If we were starting over, we would prune the long list of binary amenity indicators more aggressively. We currently include seventeen binary flags, ranging from "has a garden" (very informative, kept) to "has a sauna" or "has a secure access alarm" (very rare, very weakly correlated with the price, almost certainly noise contributors). The model handles them gracefully, in the sense that the gradient boosted tree learns to ignore the non informative ones, but their presence increases the feature matrix, slows training slightly, and complicates the global SHAP ranking by introducing a long tail of features with marginal contributions. A future iteration would keep five or six of the flags that survive a credible variable selection step, and would discard the rest. This is the place where we most clearly chose the lazy default ("keep everything, the model will sort it out") over the more disciplined approach, and on reflection it was a small mistake.

X. Closing

This article described a model that estimates the fair value of Belgian for sale listings, calibrates an honest eighty percent prediction band around that estimate, and explains its reasoning to the buyer in euros and in plain language. We presented the data sources, the feature engineering, the choice of LightGBM quantile regression, the temporal split, the conformal calibration and the diagnostic story behind it, the global and local explainability layers, the headline metrics on a temporally held out test set, and an honest account of where the model falls short. We also listed four concrete directions in which future iteration(s) could improve.

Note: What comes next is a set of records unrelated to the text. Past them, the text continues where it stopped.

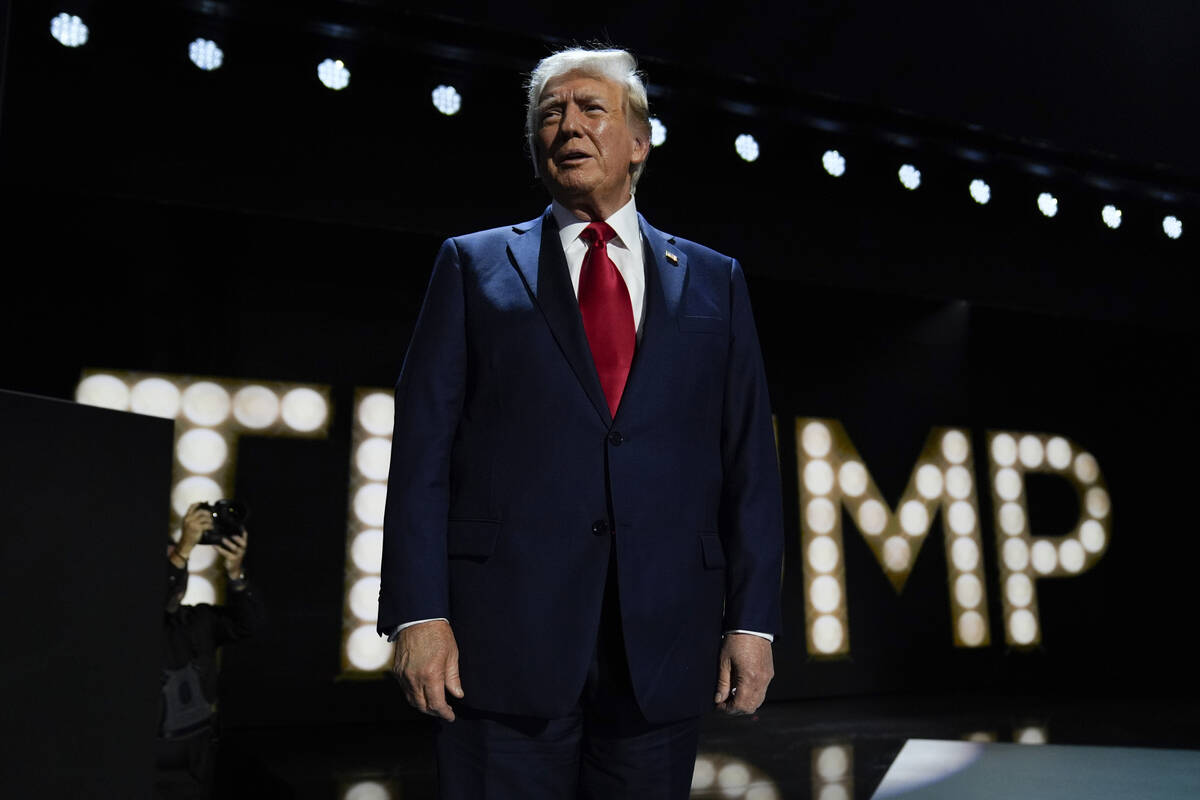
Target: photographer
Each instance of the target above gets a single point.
(192, 636)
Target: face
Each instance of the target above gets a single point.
(586, 144)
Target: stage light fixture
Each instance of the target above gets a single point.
(1015, 554)
(1023, 626)
(1048, 203)
(103, 391)
(823, 554)
(658, 132)
(199, 590)
(1019, 590)
(304, 409)
(820, 515)
(1031, 735)
(816, 439)
(913, 518)
(369, 504)
(366, 650)
(819, 476)
(747, 146)
(1030, 451)
(202, 451)
(825, 594)
(955, 446)
(1012, 518)
(958, 482)
(447, 100)
(1059, 452)
(371, 440)
(155, 397)
(1072, 555)
(256, 407)
(972, 629)
(897, 554)
(207, 403)
(964, 554)
(365, 599)
(1086, 468)
(195, 488)
(929, 481)
(373, 457)
(1091, 536)
(828, 635)
(69, 30)
(852, 479)
(961, 517)
(834, 163)
(873, 517)
(967, 590)
(205, 54)
(366, 551)
(334, 74)
(981, 192)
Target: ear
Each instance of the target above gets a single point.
(534, 156)
(641, 145)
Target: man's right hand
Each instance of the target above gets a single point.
(426, 665)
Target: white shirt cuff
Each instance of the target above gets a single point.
(769, 637)
(395, 631)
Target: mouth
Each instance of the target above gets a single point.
(571, 158)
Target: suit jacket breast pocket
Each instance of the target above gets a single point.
(691, 324)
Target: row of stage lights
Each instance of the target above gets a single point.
(71, 31)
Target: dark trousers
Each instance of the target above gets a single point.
(604, 750)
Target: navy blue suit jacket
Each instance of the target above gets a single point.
(508, 470)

We deliberately left out the deployment side of the project, which is genuinely interesting and which we will treat in a separate article. That story includes how we run the analytical database inside the user's browser, how the entire product fits within a zero cost hosting envelope on Cloudflare Pages, how a nightly GitHub Actions cron retrains the model and refreshes the data, and how a small natural language search proxy handles user queries through a large language model. None of those choices affect the model itself, but each is worth its own discussion, and we did not want to dilute the present text by mixing the two stories.

The full source code, the training scripts, the data pipeline, and the calibration experiments are all available in a public repository (see link at the start of the article). We hope the article is useful to readers who are either building something similar, or evaluating someone else's build, or simply curious about how a real estate price model behaves once it is exposed to a real, messy, slightly non stationary market. Comments, corrections, and counter examples are always welcome.